We investigated the mechanism of phospholipase A2 (PLA2) activation in response to the P2 receptor agonist ATP in rat thyroid FRTL-5 cells. The PLA2 activity was determined by measuring the release of [3H]-arachidonic acid (AA) from prelabeled cells. ATP evoked a dose- and time-dependent AA release. This release was totally inhibited by pertussis toxin (PTX) treatment, indicating the involvement of a Gi/Go protein. The AA release was also diminished by chelating extracellular Ca2+ with EGTA or by inhibiting influx of Ca2+ using Ni2+. Although the activation of protein kinase C (PKC) by 12-phorbol 13-myristate acetate (PMA) alone did not induce any AA release, the ATP-evoked AA release was significantly reduced when PKC was inhibited by GF109203X or by a long incubation with PMA to downregulate PKC. Both the ATP-evoked AA release and the mitogen-activated protein kinase (MAP kinase) phosphorylation were decreased by the MAP kinase kinase (MEK) inhibitor PD98059. Furthermore, the ATP-evoked MAP kinase phosphorylation was also inhibited by GF109203X and by downregulation of PKC, suggesting a PKC-mediated activation of MAP kinase. Inhibiting Src-like kinases by PP1 attenuated both the MAP kinase phosphorylation and the AA release.
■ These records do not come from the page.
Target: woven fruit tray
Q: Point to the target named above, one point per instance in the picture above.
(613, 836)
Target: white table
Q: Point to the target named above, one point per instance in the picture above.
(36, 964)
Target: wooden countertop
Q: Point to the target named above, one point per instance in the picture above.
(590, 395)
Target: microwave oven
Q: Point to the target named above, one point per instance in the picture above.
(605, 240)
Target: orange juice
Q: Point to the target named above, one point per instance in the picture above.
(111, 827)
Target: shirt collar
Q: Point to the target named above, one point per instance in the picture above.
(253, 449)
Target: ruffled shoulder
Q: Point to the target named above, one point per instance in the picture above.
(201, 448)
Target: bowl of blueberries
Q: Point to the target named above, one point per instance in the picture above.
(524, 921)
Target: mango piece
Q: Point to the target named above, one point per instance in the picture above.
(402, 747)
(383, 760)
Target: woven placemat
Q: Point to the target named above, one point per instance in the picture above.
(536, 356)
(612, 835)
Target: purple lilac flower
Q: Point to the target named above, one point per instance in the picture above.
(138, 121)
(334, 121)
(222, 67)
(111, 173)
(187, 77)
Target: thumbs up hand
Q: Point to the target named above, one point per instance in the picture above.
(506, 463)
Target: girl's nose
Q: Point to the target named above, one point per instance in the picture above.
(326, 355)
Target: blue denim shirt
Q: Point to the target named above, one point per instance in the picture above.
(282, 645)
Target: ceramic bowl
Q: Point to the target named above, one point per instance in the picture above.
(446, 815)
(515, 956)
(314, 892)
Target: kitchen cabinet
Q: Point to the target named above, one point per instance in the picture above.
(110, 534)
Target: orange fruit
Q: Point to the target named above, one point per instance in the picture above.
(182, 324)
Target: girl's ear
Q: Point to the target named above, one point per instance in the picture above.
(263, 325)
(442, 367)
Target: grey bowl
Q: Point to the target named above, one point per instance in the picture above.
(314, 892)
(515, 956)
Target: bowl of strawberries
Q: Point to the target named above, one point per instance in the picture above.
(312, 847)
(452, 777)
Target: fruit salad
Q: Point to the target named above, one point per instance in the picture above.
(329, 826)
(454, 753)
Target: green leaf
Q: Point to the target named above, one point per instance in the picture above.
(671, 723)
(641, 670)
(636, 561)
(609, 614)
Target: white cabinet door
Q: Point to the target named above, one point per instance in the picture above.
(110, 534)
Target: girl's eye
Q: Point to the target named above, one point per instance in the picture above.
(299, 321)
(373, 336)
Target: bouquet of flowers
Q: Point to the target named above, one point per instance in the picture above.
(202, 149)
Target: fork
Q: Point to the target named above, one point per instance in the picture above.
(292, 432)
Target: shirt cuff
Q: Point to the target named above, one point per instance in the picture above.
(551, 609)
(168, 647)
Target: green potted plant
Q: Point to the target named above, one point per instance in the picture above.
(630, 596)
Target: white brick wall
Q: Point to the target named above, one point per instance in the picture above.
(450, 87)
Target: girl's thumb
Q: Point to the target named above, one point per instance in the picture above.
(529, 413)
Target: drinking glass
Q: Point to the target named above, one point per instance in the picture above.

These results suggest that these kinases are involved in the regulation of MAP kinase and PLA2 activation. Elevation of intracellular cAMP by TSH or by dBucAMP did not induce a phosphorylation of MAP kinase. Furthermore, neither the ATP-evoked AA release nor the MAP kinase phosphorylation were attenuated by TSH or dBucAMP. Taken together, our results suggest that ATP regulates the activation of PLA2 by a Gi/Go protein-dependent mechanism. Moreover, Ca2+, PKC, MAP kinase, and Src-like kinases are also involved in this regulatory process. J. Cell. Physiol. 183:155–162, 2000. © 2000 Wiley-Liss, Inc.